PP without many changes despite being the new leader
It seems that despite the sudden departure of Pablo Casado, there will not be a big truce. The strategy put forward by the Galician president, followed by his brand new leadership, points to the executive’s “poor” management of the problems caused by the Ukraine war, but, as they insist in Genoa, it comes sooner.
“Spain deserves more than a government strained by reality,” he said when announcing his appointment as PP president on April 2. “Spain deserves more than a triumphant government that if something goes wrong, it’s the fault of others,” he said, noting that the executive was justifying Russia’s invasion, now a pandemic, with worse economic data than planned. .
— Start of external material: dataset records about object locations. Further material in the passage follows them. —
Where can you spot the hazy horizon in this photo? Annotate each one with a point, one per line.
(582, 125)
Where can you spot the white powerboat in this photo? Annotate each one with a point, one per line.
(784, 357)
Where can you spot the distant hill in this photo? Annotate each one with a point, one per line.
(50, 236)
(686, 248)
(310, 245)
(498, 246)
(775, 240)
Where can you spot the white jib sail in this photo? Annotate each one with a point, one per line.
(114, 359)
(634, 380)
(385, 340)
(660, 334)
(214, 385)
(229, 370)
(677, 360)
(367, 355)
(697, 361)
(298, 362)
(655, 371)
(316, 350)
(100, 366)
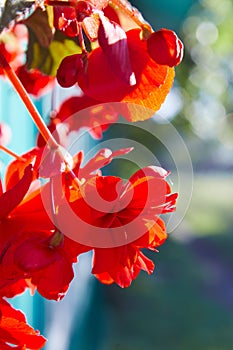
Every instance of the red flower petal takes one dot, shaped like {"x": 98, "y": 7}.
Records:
{"x": 165, "y": 47}
{"x": 69, "y": 70}
{"x": 113, "y": 41}
{"x": 10, "y": 199}
{"x": 15, "y": 330}
{"x": 153, "y": 81}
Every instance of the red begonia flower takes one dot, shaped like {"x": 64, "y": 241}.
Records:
{"x": 113, "y": 41}
{"x": 133, "y": 210}
{"x": 15, "y": 331}
{"x": 5, "y": 134}
{"x": 70, "y": 68}
{"x": 65, "y": 20}
{"x": 153, "y": 81}
{"x": 35, "y": 82}
{"x": 165, "y": 47}
{"x": 76, "y": 114}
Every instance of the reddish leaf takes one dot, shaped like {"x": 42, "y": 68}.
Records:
{"x": 153, "y": 81}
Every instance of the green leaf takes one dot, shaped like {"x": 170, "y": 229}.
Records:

Feio favored the usual neoliberal recipes of the PP when it was in opposition: general cuts in taxes, cuts in government spending, and cuts in labor protection. But still without specifying clear and concise measures. Its general tax cut proposals could mean a reduction of up to $ 20,000 million in hydrocarbon revenue alone. Feijo wants more: Income tax, VAT on electricity bill (Rahoi set 21% and now 10%) … That is why, in Genoa, they say, it does not appear that PP is going to support the royal decree on anti-crisis measures, which must be approved by Congress. . This will be the first test stone to learn the intentions of the “new” PP.
This whole approach was evident on Thursday, after the first meeting between the already elected president of Sanchez and PP. Feio went on a date with one idea: low taxes. He did not comply with any of the president’s demands, according to a very long press conference he gave in the large room of the presidential complex, located on the edge of the Coruna Highway.
During the long hours that Feio appeared before the media, he could hardly speak of anything other than economics. He circulated the data one after another, although the Prime Minister did not send any specific proposals as he himself admitted. Summary of his quote: “Unsuccessful.” But above all for “families and workers”. The Target The messages that the Galician leader will try to send are obvious.
Three hours after the meeting, they barely agreed to resume talks on renewing the CGPJ. Pedro Sanchez has no intention of agreeing to generalized and linear tax cuts like what Feio is proposing, as it is not “the way the government or the rest of Europe has gone,” Moncloe sources said. . He left the meeting with the leader of the main opposition party “with more confidence than doubt.” And is well aware that the economy will be a battleground for the remainder of the legislature. Something that PSOE already knows how it ends, just like it did in 1996 and 2011. It remains to be seen what will happen.